Resuscitating the controversial plant, known as FutureGen, is one of several requests the coal industry is making to Congress and the Obama administration as they work to assemble a massive economic stimulus package over the next month or so.

Among other things, the coal industry is asking for money to help expand and, ideally, commercialize carbon capture and storage projects—widely seen as the most plausible way for the coal industry to reduce its emissions of carbon dioxide—as well as for additional investments in coal research and technology. And like many energy groups, it is asking the federal government to get serious about expanding the transmission grid, which in coal's case would allow new plants to be built closer to mines, thereby lowering costs.

Says Luke Popovich of the National Mining Association: "The bigger point here is that you can't talk seriously about a green energy grid and a greener, less impactful energy supply without spending on carbon capture and storage, because not only the U.S. but the developing world especially will increasingly use coal owing to its low cost and abundance."

To the degree the final stimulus package does—or does not—include coal-related incentives, it could help begin to answer questions about the extent of the Obama administration's support for coal as an energy source, in particular its willingness to spend money on bringing coal's pollution problems in line with efforts to tackle climate change.

As with so many other policies, the incoming Obama administration's position on coal remains vague.
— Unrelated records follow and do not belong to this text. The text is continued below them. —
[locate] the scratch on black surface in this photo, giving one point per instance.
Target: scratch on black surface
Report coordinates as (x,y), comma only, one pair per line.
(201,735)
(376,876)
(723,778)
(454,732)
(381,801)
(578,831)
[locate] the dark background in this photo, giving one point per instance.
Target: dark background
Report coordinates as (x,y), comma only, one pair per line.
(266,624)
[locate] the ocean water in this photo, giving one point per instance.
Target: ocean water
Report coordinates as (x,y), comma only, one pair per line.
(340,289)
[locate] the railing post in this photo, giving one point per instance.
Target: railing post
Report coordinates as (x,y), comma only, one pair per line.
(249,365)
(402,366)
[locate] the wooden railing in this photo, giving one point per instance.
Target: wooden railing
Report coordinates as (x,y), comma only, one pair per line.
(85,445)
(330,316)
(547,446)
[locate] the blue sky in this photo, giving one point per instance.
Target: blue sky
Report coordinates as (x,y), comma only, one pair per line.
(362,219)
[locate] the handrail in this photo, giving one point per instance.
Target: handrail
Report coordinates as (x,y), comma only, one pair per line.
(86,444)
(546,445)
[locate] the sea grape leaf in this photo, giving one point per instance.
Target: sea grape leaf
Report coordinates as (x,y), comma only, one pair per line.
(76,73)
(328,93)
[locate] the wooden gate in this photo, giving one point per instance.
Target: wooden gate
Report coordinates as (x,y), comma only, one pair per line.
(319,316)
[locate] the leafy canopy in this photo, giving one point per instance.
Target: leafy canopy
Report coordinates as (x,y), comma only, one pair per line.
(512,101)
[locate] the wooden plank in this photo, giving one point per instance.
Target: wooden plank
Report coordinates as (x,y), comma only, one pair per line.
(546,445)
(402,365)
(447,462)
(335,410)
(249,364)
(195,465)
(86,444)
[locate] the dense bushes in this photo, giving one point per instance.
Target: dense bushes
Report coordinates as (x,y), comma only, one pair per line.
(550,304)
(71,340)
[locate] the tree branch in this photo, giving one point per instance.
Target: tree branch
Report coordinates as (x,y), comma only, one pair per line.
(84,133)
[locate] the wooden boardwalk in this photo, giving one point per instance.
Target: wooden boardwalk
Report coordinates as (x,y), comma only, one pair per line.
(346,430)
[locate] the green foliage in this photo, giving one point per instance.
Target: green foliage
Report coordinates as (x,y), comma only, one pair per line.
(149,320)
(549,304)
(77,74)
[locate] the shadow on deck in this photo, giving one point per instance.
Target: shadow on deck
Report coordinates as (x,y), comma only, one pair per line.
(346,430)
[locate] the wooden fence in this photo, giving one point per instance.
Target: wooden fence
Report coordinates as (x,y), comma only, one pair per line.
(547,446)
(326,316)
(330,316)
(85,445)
Obama spoke favorably of advanced coal technology while campaigning—most vocally in big coal states like Kentucky and Pennsylvania—and in 2007, he cosponsored legislation to subsidize liquefied coal. In his Denver acceptance speech, he promised "to invest in clean-coal technology." But at least two of his close advisers have recently given the coal industry cause for concern. In September, Vice President-elect Joe Biden was caught on tape telling a woman at a campaign rally, "We're not supporting clean coal." Chu also has spoken negatively of coal, calling it a "nightmare"—although his comments came well before he was on anyone's political radar.

For the coal industry, reviving the FutureGen project is the top priority. Announced in 2003 by the Department of Energy, FutureGen is intended to be a near-zero-emission coal plant using the latest coal technologies to produce electricity and hydrogen. Illinois was eventually picked for the site. But in January of last year, the administration withdrew about $700 million to $800 million—in effect, suspending the project.

Rising project costs were cited as one factor. But many observers also suspect politics played a role. "When the final four sites were announced, there were two in Illinois and two in Texas," says Phil Gonet, president of the Illinois Coal Association. "We knew we were going against the home state, but we were sure the decision would be based on science. Our geology was far superior." When Mattoon, Ill., was announced as the winner in December 2007, Gonet says, "we thought, great, no politics." But shortly thereafter, the Bush administration announced its decision to pull out.

FutureGen's backers, eyeing the stimulus, say construction at the site could potentially begin in 2009, because most of the necessary environmental work, as well as some initial engineering and design work, is already completed.